As in Example 9 of Section 2.1, consider a “mini-Web” with only three pages, labeled 1, 2, and 3. Initially there is an equal number of surfers on each page, meaning that the initial distribution vector is
\vec{x}_0=\begin{bmatrix}1/3\\1/3\\1/3\end{bmatrix}.
At the blow of a whistle, some surfers will move on to a different page, in a way described by the transition matrix
A=\begin{bmatrix}0.7&0.1&0.2\\0.2&0.4&0.2\\0.1&0.5&0.6\end{bmatrix}.
For example, the entries of the first column of A tell us that 20% of those who are initially on Page 1 will move to Page 2, while 10% will move to Page 3 and 70% will stay on Page 1. (These are not the rules of transition we considered when defining PageRank.)
We can represent the rules of transition in a diagram:
After one transition, the distribution of the surfers will be
A\vec{x}_0=\begin{bmatrix}1/3\\4/15\\2/5\end{bmatrix}≈\begin{bmatrix}0.333\\0.267\\0.4\end{bmatrix}.
If we iterate this transition t times, the final distribution will be A^t\vec{x}_0.
a.
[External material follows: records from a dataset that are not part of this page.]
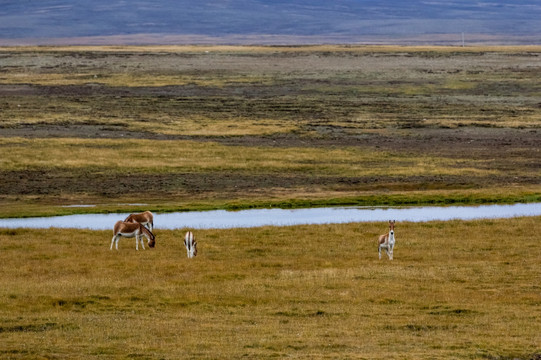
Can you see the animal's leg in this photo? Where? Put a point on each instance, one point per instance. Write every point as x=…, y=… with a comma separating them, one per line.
x=142, y=242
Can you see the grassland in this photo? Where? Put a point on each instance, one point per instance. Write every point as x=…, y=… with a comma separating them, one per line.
x=237, y=127
x=456, y=290
x=184, y=128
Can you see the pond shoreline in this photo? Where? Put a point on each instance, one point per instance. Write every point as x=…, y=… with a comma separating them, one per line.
x=222, y=219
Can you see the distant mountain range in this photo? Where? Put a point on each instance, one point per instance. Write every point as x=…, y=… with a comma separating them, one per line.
x=260, y=21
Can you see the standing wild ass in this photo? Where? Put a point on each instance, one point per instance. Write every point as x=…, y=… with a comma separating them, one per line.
x=386, y=241
x=136, y=230
x=191, y=244
x=145, y=218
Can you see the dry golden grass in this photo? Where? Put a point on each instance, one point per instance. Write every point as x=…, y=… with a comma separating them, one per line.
x=273, y=49
x=456, y=290
x=169, y=156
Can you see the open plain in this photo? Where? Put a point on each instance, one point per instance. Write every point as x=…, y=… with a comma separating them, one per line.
x=185, y=128
x=238, y=127
x=455, y=290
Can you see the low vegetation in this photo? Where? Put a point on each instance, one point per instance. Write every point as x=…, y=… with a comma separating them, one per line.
x=185, y=128
x=459, y=289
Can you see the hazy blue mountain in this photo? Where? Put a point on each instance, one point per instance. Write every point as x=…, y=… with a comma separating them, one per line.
x=21, y=19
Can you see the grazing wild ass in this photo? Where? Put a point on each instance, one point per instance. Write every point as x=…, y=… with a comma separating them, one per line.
x=386, y=241
x=136, y=230
x=191, y=244
x=146, y=218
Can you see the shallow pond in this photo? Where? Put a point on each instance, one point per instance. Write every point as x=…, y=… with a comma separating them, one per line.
x=221, y=219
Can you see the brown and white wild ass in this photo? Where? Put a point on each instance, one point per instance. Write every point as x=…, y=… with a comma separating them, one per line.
x=146, y=218
x=191, y=244
x=136, y=230
x=387, y=241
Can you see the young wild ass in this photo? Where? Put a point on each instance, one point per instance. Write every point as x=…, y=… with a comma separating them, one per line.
x=146, y=218
x=191, y=244
x=136, y=230
x=386, y=241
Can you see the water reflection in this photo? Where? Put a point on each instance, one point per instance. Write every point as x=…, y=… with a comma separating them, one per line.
x=221, y=219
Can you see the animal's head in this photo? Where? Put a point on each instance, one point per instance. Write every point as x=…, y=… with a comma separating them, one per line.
x=151, y=237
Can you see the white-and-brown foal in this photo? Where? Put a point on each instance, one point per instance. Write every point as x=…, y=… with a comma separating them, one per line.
x=191, y=244
x=146, y=218
x=137, y=230
x=387, y=241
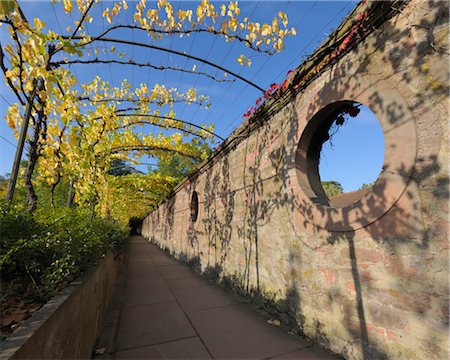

Find a closed formula for A^t\vec{x}_0, expressing the vector A^t\vec{x}_0 as a function of t.
b. What happens in the long run? Find \lim\limits_{t \to \infty} A^t\vec{x}_0 if it exists.
a. Following the strategy outlined in Theorem 7.1.6, we wish to construct an eigenbasis for A. Using technology, we find the eigenvalues λ_1 = 1, λ_2 = 0.5, and λ_3 = 0.2 of A. At this point, we know that matrix A is diagonalizable, by Theorem 7.3.4.
A straightforward but tedious computation, involving nothing more than finding some reduced row-echelon forms, reveals that
E_1 = span\begin{bmatrix}7\\5\\8\end{bmatrix}, E_0.5 = span\begin{bmatrix}1\\0\\-1\end{bmatrix}, E_0.2 = span\begin{bmatrix}-1\\3\\4\end{bmatrix}.
Thus, we have the eigenbasis \vec{v}_1=\begin{bmatrix}7\\5\\8\end{bmatrix}, \begin{bmatrix}1\\0\\-1\end{bmatrix}, \begin{bmatrix}-1\\-3\\4\end{bmatrix}.
Next we need to find the coordinates c_1, c_2, c_3 of the initial state vector \vec{x}_0 with respect to the given eigenbasis \vec{v}_1, \vec{v}_2, \vec{v}_3. It turns out that
\vec{x}_0 = c_1\vec{v}_1 + c_2\vec{v}_2 + c_3\vec{v}_3 = \frac{1}{20}\vec{v}_1 − \frac{2}{45}\vec{v}_2 − \frac{1}{36}\vec{v}_3.
Using the formula derived in Theorem 7.1.6, we have
A^t\vec{x}_0=c_1λ^t_1\vec{v}_1+c_2λ^t\vec{v}_2+c_3λ^t_3\vec{v}_3
=\frac{1}{20}\begin{bmatrix}7\\5\\8\end{bmatrix}-\frac{2}{45}(0.5)^t\begin{bmatrix}1\\0\\-1\end{bmatrix}-\frac{1}{36}(0.2)^t\begin{bmatrix}-1\\-3\\4\end{bmatrix}.
For example, the proportion of surfers on Page 1 after t iterations will be
\frac{7}{20}-\frac{2}{45}(0.5)^t+\frac{1}{36}(0.2)^t.
In the long run, as we let t go to infinity, this proportion will approach \frac{7}{20} =35%, since the other two terms, \frac{2}{45}(0.5)^t and \frac{1}{36} (0.2)^t , decay exponentially.
b. \lim\limits_{t \to \infty}(A^t \vec{x}_0) = \frac{1}{20}\begin{bmatrix}7\\5\\8\end{bmatrix}=\begin{bmatrix}35\%\\25\%\\40\%\end{bmatrix}, since the other two terms go to \vec{0}. See our work at the end of part a. In the long run, the proportions of surfers on the three pages will approach 35%, 25%, and 40%, respectively. Note that this limit is the unique distribution vector that is an eigenvector of A with eigenvalue 1. With the terminology of Theorem 2.3.11, this is the equilibrium distribution for A.
\vec{x}_equ=\frac{1}{20}\begin{bmatrix}7\\5\\8\end{bmatrix}.
In summary, \lim\limits_{t \to \infty} (A^t\vec{x}_0)=\vec{x}_{equ}.